After the North renounced the subsequent Agreed Framework, negotiated by former US president Bill Clinton’s administration in 2003, it expelled IAEA inspectors and withdrew from the Nuclear Non-Proliferation Treaty. It has since detonated three nuclear devices and conducted a variety of missile tests.
During those two decades, US and Chinese officials frequently discussed North Korea’s behavior, both privately and in public meetings.

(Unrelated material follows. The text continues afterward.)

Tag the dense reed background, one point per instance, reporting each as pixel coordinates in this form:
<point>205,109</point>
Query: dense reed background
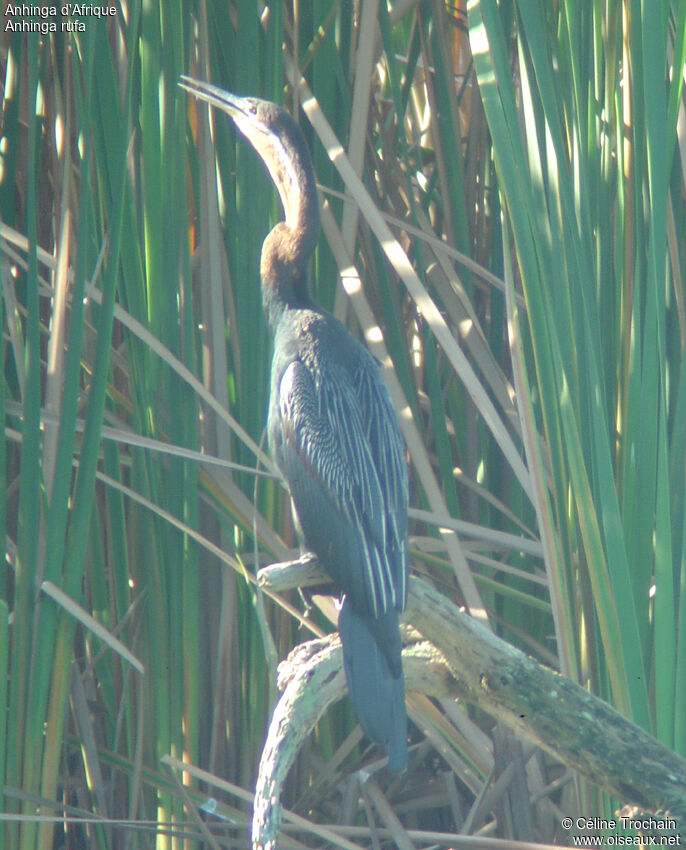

The Chinese consistently said that they did not want North Korea to develop nuclear weapons, but claimed that they had limited influence over the regime, despite being its major supplier of food and fuel.
The result was always a somewhat scripted exchange in which China and the US would accomplish little more than professing denuclearization as a goal they both shared.
China was sincere in expressing its desire for a non-nuclear Korean Peninsula, but the nuclear issue was not its primary concern. It also sought to prevent the collapse of the North Korean regime and the resulting potential for chaos on its border — not only flows of refugees, but also the possibility that South Korean or US troops could move into the North.
Torn between its two objectives, China placed a higher priority on preserving the Kim family dynasty. That choice gave rise to a seeming paradox: North Korea gained surprisingly powerful influence over China.
North Korea has “the power of weakness.” In certain bargaining situations, weakness and the threat of collapse can be a source of power.
To take an example from the financial world, if you owe a bank US$1,000, the bank has power over you; but if you owe the bank US$1 billion, you may have considerable bargaining power over the bank. China is, in this sense, North Korea’s over-exposed banker.
As a result, China has tried to persuade North Korea to follow its market-oriented example, but, with the regime of North Korean leader Kim Jong-un terrified that economic liberalization would eventually provoke demands for greater political freedom, China’s influence over the regime is limited.
As a Chinese official once told me in an unguarded moment, “North Korea has hijacked our foreign policy.”
North Korea has amplified its power by playing its weak hand audaciously. The North’s leaders know that superior South Korean and US military forces would win a full-scale military conflict. And yet, with 15,000 artillery tubes in the Demilitarized Zone, just 48km north of Seoul, they also know that they could wreak havoc on South Korea’s economy, whereas the North has relatively less to lose.
North Korea has long been adept at flaunting its willingness to take risks, provoking a crisis in 2010 by sinking a South Korean naval vessel and shelling a South Korean island. This spring, it conducted a nuclear test and a series of missile tests, accompanied by a stream of bellicose rhetoric.
Now it appears that China is beginning to lose patience. It has less confidence in the North’s inexperienced new ruler, Kim Jong-un, than it had in his father, Kim Jong-il. Chinese leaders are also beginning to recognize the risks that North Korea is imposing on China.